PLUTO  4.4-patch2
Functions
prim_eqn.c File Reference

Compute the right hand side of the primitive HD/MHD equations. More...

#include "pluto.h"

Functions

void PrimRHS (double *v, double *dv, double cs2, double h, double *Adv)
 
void PrimSource (const State *gas, double **src, int beg, int end, Grid *grid)
 

Detailed Description

Implements the right hand side of the quasi-linear form of the MHD equations. In 1D this may be written as

\[ \partial_t{\mathbf{V}} = - A\cdot\partial_x\mathbf{V} + \mathbf{S} \]

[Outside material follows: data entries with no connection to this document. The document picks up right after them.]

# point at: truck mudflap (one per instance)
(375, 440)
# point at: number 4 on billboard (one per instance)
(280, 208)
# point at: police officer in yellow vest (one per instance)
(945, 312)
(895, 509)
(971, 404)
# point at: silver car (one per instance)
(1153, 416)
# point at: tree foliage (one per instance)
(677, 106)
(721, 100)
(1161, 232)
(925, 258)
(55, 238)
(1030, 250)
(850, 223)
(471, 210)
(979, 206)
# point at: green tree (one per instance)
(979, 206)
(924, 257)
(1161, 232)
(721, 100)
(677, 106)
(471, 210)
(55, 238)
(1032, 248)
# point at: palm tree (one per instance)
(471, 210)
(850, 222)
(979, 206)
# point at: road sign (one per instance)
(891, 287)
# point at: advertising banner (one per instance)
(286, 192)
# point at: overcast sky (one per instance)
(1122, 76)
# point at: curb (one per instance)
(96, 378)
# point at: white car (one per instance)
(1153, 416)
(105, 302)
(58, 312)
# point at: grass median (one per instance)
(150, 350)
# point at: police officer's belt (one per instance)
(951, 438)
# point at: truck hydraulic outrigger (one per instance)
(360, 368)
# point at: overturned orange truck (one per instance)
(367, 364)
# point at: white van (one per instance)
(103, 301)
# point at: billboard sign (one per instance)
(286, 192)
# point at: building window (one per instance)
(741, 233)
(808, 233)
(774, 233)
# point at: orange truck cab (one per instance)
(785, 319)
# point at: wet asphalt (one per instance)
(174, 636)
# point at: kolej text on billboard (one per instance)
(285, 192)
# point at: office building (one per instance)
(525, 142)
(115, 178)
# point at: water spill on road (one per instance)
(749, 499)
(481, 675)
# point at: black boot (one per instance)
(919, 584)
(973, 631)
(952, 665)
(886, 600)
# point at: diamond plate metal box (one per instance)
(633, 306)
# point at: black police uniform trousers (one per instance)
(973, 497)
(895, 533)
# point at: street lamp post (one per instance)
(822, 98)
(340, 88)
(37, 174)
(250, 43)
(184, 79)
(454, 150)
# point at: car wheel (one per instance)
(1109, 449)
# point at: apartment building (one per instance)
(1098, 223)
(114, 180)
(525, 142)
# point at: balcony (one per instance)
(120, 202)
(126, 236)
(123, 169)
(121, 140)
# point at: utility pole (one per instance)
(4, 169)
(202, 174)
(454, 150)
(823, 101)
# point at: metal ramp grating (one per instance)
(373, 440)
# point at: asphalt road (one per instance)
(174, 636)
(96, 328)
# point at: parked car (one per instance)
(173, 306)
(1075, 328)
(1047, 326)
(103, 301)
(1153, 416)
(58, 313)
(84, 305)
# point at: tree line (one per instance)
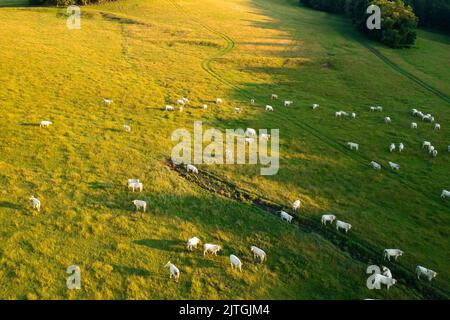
(400, 18)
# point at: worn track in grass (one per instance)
(357, 248)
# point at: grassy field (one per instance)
(145, 54)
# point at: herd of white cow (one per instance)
(258, 254)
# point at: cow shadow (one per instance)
(172, 245)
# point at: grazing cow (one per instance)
(285, 216)
(391, 147)
(445, 194)
(257, 252)
(375, 165)
(296, 205)
(140, 204)
(45, 124)
(136, 185)
(235, 262)
(249, 132)
(173, 271)
(343, 225)
(108, 102)
(36, 203)
(192, 243)
(381, 279)
(428, 273)
(394, 166)
(328, 218)
(353, 145)
(386, 272)
(191, 168)
(388, 253)
(426, 144)
(213, 248)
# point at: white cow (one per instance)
(388, 253)
(45, 124)
(250, 132)
(108, 102)
(192, 243)
(375, 165)
(191, 168)
(445, 194)
(296, 205)
(173, 271)
(140, 204)
(386, 272)
(428, 273)
(285, 216)
(391, 147)
(343, 225)
(213, 248)
(257, 252)
(235, 262)
(36, 203)
(394, 166)
(328, 218)
(353, 145)
(381, 279)
(426, 144)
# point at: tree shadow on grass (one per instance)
(172, 245)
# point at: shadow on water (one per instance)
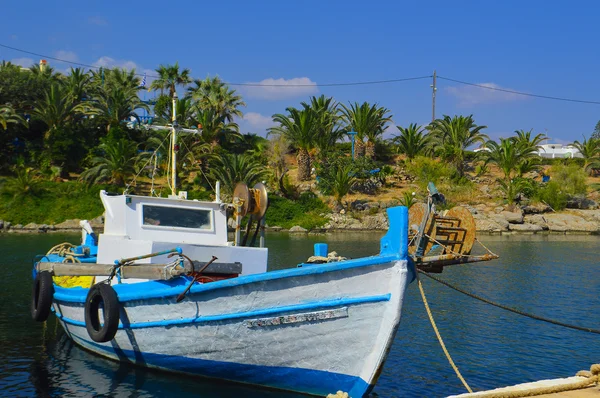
(68, 370)
(553, 276)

where $ A $ is the matrix of the primitive form of the equations, $ S $ is the source term.

Reference

The function PrimRHS() implements the first term while PrimSource() implements the source term part.

Author
A. Mignone (migno.nosp@m.ne@t.nosp@m.o.inf.nosp@m.n.it)
Date
Aug 27, 2020

Function Documentation

◆ PrimRHS()

void PrimRHS ( double *  v,
double *  dv,
double  cs2,
double  h,
double *  Adv 
)

Compute the matrix-vector multiplication $ A(\mathbf{v})\cdot d\mathbf{v} $ where A is the matrix of the quasi-linear form of the MHD equations.

References

  • "A solution adaptive upwind scheme for ideal MHD", Powell et al., JCP (1999) 154, 284
  • "An unsplit Godunov method for ideal MHD via constrained transport" Gardiner & Stone, JCP (2005) 205, 509
Parameters
[in]vvector of primitive variables
[in]dvlimited (linear) slopes
[in]cs2local sound speed
[in]hlocal enthalpy
[out]AdVmatrix-vector product
Returns
This function has no return value.

◆ PrimSource()

void PrimSource ( const State gas,
double **  src,
int  beg,
int  end,
Grid grid 
)

Compute source terms of the MHD equations in primitive variables. These include:

  • Geometrical sources;
  • Shearing-box terms
  • Gravity;
  • terms related to divergence of B control (Powell eight wave and GLM);
  • FARGO source terms.

The rationale for choosing during which sweep a particular source term has to be incorporated should match the same criterion used during the conservative update. For instance, in polar or cylindrical coordinates, curvilinear source terms are included during the radial sweep only.

Parameters
[in]gaspointer to a Sweep structure
[out]srcarray of source terms
[in]beginitial index of computation
[in]endfinal index of computation
[in]gridpointer to a Grid structure
Note
This function does not work in spherical coordinates yet. For future implementations we annotate hereafter the induction equation in spherical coordinates:

\[ \partial_tB_r + \frac{1}{r}\partial_\theta E_\phi - \frac{1}{r\sin\theta}\partial_\phi E_\theta = -E_\phi\cot\theta/r \]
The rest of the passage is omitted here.